What was it like to be a young woman in Oxford, England, during the waning years of the 19th century and the early years of the 20th?
Frankly, that's not a question I'd really considered before, but Australian author Pip Williams did, and decided to treat it in a work of historical fiction: The Dictionary of Lost Words.
As a pretext, Williams takes the multi-decades effort of the Oxford University Press to create the Oxford English Dictionary, which is certainly one of the great achievements of English literature. In this time long before computers and machines, the 12-volume OED's 40-year publishing history is one of the great successes of the written word, but rather a challenge to turn into a novel.
Williams's approach is to place the enterprise in a larger historical context. She conjures up a young woman, Esme Nicholl, to serve as her imaginary heroine, and arranges for Esme to work as a clerk in James Murray's team of lexicographers and editors. And she follows Esme's life during the time period from 1885 to 1928, populating her story with a list of historically accurate characters and events: the industrial revolution, the fight for women's suffrage, World War One, and more.
There's plenty to talk about during such a period, but Williams keeps the discussions nicely rooted in the linguistic realm, as Esme experiences the world through a panoply of words. Even now, lexicographers still use approaches such as selecting the Word of the Year to recognize the deep impact that words have on our lives.

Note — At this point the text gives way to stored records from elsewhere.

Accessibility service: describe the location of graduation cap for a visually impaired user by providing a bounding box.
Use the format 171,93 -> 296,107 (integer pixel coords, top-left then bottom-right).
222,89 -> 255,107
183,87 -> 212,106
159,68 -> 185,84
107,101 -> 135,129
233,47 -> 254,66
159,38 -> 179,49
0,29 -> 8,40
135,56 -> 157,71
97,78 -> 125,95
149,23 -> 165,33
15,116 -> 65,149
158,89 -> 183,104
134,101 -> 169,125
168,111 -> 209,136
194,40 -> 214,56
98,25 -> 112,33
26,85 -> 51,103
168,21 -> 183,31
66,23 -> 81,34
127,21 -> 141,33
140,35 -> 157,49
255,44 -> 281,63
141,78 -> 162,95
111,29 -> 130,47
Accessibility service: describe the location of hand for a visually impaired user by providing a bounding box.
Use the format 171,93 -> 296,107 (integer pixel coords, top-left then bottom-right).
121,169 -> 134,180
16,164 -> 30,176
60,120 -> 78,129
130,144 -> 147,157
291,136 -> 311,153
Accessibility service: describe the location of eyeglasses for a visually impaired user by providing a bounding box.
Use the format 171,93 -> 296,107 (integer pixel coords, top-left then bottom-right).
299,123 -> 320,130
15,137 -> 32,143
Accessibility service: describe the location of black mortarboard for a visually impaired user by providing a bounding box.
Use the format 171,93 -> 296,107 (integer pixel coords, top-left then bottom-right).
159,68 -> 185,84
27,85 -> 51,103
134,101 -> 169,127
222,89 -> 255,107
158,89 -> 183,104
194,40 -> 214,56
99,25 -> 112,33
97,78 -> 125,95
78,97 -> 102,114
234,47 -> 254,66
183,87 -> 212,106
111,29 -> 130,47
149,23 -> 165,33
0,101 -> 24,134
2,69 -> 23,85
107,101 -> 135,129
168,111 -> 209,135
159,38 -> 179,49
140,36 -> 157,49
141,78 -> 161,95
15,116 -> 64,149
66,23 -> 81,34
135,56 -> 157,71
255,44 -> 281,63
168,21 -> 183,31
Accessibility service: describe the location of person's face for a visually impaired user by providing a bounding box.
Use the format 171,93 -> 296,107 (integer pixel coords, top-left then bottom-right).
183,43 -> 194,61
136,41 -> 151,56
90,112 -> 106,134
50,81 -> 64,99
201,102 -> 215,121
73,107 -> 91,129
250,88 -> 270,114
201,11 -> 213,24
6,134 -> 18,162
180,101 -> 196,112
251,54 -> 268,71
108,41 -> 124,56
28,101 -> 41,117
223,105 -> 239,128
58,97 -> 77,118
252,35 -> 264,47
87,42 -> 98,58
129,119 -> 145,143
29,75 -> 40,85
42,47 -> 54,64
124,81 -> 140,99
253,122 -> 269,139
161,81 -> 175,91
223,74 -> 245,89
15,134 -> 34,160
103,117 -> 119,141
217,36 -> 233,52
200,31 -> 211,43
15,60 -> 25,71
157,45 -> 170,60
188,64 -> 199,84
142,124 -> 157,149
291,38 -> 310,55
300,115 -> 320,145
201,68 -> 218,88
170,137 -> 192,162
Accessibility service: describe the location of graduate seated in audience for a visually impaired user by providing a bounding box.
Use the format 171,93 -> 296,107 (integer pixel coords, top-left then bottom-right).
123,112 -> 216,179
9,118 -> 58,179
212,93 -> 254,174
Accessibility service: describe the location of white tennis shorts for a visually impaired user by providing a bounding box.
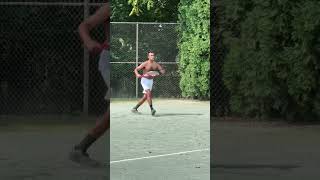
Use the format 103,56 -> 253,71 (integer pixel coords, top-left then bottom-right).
141,77 -> 153,93
99,50 -> 110,100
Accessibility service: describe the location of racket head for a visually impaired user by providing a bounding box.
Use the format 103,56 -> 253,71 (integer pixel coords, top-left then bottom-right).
147,71 -> 160,76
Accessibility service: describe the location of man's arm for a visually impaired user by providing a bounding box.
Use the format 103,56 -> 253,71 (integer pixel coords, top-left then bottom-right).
157,64 -> 166,74
79,3 -> 110,51
134,63 -> 146,78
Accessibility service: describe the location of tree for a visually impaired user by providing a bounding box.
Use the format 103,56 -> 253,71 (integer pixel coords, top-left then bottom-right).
179,0 -> 210,99
220,0 -> 320,119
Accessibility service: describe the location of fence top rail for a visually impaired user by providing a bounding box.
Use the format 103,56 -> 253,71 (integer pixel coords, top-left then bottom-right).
110,61 -> 178,64
111,22 -> 179,25
0,1 -> 105,6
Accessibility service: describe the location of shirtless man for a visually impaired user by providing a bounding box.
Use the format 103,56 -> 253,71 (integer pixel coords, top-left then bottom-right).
131,51 -> 165,116
70,2 -> 110,166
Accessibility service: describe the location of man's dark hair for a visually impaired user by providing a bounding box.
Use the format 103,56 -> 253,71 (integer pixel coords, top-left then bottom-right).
147,50 -> 156,55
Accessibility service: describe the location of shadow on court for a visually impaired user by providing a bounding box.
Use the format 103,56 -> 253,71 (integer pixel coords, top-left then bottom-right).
110,99 -> 210,180
155,113 -> 203,117
211,164 -> 301,170
210,119 -> 320,180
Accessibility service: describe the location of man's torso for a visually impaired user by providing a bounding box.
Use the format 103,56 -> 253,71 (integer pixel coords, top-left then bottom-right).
143,61 -> 158,74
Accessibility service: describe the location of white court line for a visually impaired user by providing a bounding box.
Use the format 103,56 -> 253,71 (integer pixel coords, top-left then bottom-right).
110,148 -> 209,164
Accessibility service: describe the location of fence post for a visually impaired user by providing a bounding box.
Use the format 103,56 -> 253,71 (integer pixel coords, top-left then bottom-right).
136,23 -> 139,98
83,0 -> 90,116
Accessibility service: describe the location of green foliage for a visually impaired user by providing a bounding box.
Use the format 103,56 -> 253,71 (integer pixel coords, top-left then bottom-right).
117,0 -> 179,22
220,0 -> 320,119
179,0 -> 210,99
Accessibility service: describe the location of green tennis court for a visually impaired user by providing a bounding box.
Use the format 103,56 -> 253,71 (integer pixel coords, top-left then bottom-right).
0,115 -> 108,180
110,99 -> 210,180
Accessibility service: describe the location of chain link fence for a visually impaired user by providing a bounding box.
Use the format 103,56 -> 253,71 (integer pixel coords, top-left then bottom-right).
111,22 -> 181,98
0,0 -> 181,115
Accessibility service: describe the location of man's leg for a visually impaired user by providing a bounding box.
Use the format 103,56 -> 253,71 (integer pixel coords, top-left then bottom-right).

And even outside the global realms of science, commerce, and politics, words frame our lives in so many more immediate ways, as Esme comes to learn:
"Do women usually swear when they have their babies?"
She dropped the nightdress over my head. It billowed, then settled against my skin like a breeze. She helped me find the arm holes.
"If they know the right words, they can hardly help it."
"I know some quite bad words. I collect them from an old woman at the market in Oxford."
"Well, it's one thing to hear them in the market and quite another to have them roll around inside your mouth." She took my dressing gown from the back of the door and helped me into it. "Some words are more than letters on a page, don't you think?" she said, tying the sash around my belly as best she could. "They have shape and texture. They are like bullets, full of energy , and when you give one breath you can feel its sharp edge against your lip. It can be quite cathartic in the right context."
"Like when someone cuts in front of you on the way to the cricket?" I said.
She laughed. "Oh dear. Philip calls it my motormouth. I hope you weren't offended."
"A bit surprised, but I think that's when I started to really like you."
The Dictionary of Lost Words ends a little abruptly, and far too soon. I think that's one of the nicer things one can say about a book.